Treść książki podzieliłybyśmy na dwie grupy, taką dla arcyfanów artystki i taką, dla tych, którzy się mniej na jej twórczości znają. Niestety musimy przyznać,że książkę ciężko nam się czytało. Jako średnio zaawansowane fanki, często miałyśmy kłopot ze zrozumieniem treści. Początkowo nawet nie mogłyśmy przebrnąć przez pierwsze strony, a to nie ułatwiało sprawy w dalszym czytaniu. Jak dla nas książka trochę za bardzo była doprecyzowana, tak jakby każdy kto ją czyta musiał znać już jej twórczość.
Co nam się podobało. To zagłębianie się w poszczególne utwory Taylor i ukazanie ich drugiego znaczenia. Autorka według nas bardzo się na tym skoncentrowała i był to dosyć fajny zabieg. Ponadto pokazanie jest neutralnego wydźwięku, bez podawania żadnych znaczących nazwisk, które wpłynęły na karierę piosenkarki, trzeba się ich domyślić trochę. Trzecią rzeczą na plus są ciekawostki, które podaje pani Satu, jest ich dosyć wiele i my ze swojego punktu widzenia, a raczej z informacji, które dotychczas posiadałyśmy,dowiedziałyśmy się wiele nowych i interesujących rzeczy. Podobało nam się również w jaki sposób została przedstawiona sama kariera Swift, jej początki, podpisywanie kontraktów, jak również późniejszy podział poszczególnych rozdziałów na albumy i utwory. Zabrakło nam trochę jakiejś głębszej analizy jej życia, takiego wprowadzenia do całego tego uniwersum i tu się właśnie trochę zawiodłyśmy, bo uwierzcie nie wiemy dużo o samym życiu Taylor.

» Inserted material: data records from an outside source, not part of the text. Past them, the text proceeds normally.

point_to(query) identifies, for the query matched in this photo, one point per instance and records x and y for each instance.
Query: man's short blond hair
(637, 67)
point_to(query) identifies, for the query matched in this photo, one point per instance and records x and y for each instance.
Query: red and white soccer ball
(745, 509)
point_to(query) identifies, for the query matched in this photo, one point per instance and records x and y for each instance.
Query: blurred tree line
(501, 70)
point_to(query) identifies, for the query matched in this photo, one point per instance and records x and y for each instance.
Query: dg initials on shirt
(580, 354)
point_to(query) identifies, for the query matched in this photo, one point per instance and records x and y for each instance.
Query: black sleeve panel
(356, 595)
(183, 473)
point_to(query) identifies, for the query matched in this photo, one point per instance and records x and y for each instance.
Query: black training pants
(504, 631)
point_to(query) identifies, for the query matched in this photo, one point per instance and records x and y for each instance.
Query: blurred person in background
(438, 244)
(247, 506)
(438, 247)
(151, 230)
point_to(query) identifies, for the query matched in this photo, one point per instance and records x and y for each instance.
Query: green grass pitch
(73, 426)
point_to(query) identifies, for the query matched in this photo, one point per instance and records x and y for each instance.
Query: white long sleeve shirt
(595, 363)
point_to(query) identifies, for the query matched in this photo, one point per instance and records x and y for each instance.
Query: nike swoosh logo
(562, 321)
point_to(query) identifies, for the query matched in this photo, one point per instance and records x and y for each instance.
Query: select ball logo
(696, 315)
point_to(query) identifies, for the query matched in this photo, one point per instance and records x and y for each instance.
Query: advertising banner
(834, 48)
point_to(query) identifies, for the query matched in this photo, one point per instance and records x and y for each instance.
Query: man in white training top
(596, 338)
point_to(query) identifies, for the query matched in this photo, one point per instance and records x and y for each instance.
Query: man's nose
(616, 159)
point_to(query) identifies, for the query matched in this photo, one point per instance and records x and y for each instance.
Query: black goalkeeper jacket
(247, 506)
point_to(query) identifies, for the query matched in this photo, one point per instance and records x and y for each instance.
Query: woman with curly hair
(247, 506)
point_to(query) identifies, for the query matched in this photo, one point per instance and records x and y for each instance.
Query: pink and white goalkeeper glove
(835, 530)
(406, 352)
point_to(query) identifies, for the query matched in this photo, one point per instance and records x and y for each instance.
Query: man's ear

Musimy przyznać, że język książki był średni, no ciężko nam się czytało, tak samo jak ciężko nam się tę książkę trzymało. Aż bolała nas ręka. No, ale czego się nie robi, dla takiego ślicznego wydania. Bo książka prezentuje się znakomicie. Prześliczne barwione brzegi i ta grafika. Ten przewodnik powinniście przeczytać właśnie dla tych obrazków. Cudo.
Jeżeli, więc jesteście fankami, które uwielbiają Taylor i jej karierę to książka dla was.